Some of the best stuff in Company of Heroes 2 is in the Theater of War modes, which have both single-player and co-op challenges where you can compete for high scores on leaderboards. Some are basic holdout missions, but others are more creative. In one, you use Soviet rocket trucks to obliterate as many German-held and neutral buildings as possible to scorch the earth behind a retreat; in another, you use a small squad of German armor to capture at least 10 points on a large map. What I want to know is: why weren’t these mission objectives included in the campaign? They feel like campaign missions and are much more interestingly designed. I do like that they’re broken out here for easy repeated play, though.
Every mission you complete in the campaign and Theater of War gives you a set of medals that appear on your profile page - part of a life-extending persistent metagame Relic’s built around leveling yourself up to unlock bonuses and vehicle skins. As a rule, I’m generally opposed to unlocks of any kind in an RTS, as a perfectly level playing field should be the goal of any competitive strategy game. Here, at least, the earned bonuses are small enough to be nearly imperceptible to most players - a 2% bonus to a given unit’s firepower isn’t going to make the difference for the non-hardcore. (The hardcore players are likely to level up quickly anyway.)

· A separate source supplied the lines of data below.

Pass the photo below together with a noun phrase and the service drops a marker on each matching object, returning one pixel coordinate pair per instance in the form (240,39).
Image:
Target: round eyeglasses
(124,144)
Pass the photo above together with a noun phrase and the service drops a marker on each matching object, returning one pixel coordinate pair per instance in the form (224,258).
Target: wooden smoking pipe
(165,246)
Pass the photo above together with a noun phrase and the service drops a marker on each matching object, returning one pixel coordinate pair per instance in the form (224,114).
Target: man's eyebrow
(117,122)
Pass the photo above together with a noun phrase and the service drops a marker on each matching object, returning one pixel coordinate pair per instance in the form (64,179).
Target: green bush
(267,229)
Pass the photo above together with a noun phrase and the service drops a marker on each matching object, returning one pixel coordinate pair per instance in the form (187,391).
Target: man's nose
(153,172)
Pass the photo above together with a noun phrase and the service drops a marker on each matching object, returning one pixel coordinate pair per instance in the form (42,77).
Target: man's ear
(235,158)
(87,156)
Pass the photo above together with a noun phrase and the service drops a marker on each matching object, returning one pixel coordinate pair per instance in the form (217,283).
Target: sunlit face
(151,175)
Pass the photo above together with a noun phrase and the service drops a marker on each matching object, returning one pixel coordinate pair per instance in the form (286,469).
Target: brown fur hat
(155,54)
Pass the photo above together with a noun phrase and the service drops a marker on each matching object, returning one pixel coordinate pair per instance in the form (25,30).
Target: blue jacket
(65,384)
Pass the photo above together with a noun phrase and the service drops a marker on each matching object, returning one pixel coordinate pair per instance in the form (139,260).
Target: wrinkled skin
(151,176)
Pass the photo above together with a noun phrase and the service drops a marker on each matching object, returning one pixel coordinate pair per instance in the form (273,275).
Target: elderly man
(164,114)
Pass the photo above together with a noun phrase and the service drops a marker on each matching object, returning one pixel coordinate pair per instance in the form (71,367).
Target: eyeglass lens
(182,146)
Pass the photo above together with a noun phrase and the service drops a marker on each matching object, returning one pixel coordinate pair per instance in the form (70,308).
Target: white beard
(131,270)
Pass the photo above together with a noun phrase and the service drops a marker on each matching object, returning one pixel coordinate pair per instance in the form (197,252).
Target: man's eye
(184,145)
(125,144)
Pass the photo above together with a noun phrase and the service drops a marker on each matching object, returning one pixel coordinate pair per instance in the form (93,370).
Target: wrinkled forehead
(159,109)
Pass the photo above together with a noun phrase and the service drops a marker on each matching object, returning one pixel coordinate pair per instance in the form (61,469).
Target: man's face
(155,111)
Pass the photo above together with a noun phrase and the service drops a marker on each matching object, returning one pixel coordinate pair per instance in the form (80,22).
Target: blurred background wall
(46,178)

Competitive multiplayer maps are plentiful, and broken down into winter and summer varieties. Those infantry-hampering blizzards only happen on the former, so they’re available as a good, optional change of pace. The most divisive change to multiplayer, though, is the revised Commander Abilities system, which is now less of a tree and more a series of linear tracks that you pick between early in a match. It results in locking you into a set of abilities, such as the German Festung Support Doctrine that grants abilities like off-map artillery and auto-reinforcing infantry, or the Soviet Guard Motor Coordination Tactics, which is an armor specialization that can summon medium tanks and debuff enemy armor. The new system limits your ability to pivot your strategy mid-game if you’re caught off guard. But as one of my long-standing issues with Company of Heroes is having to make selections while my tanks are exploding behind the menu that fills the screen, this new system is not without its charms. I’m more concerned about its future use as an avenue for DLC - allowing players to purchase alternate tracks with new abilities seems like an invitation to introduce balance issues. But that’s a hypothetical.
So at least this system isn’t likely to do significant harm to the balance, and may give completionist players a reason to keep jumping into multiplayer for months. If it works as the similar system in League of Legends and its ilk has, the CoH2 multiplayer community could see a lively old age. Relic definitely seems to have built Company of Heroes 2 to last well after the campaign ends, and has even integrated Twitch.tv support for streaming and watching competitive games.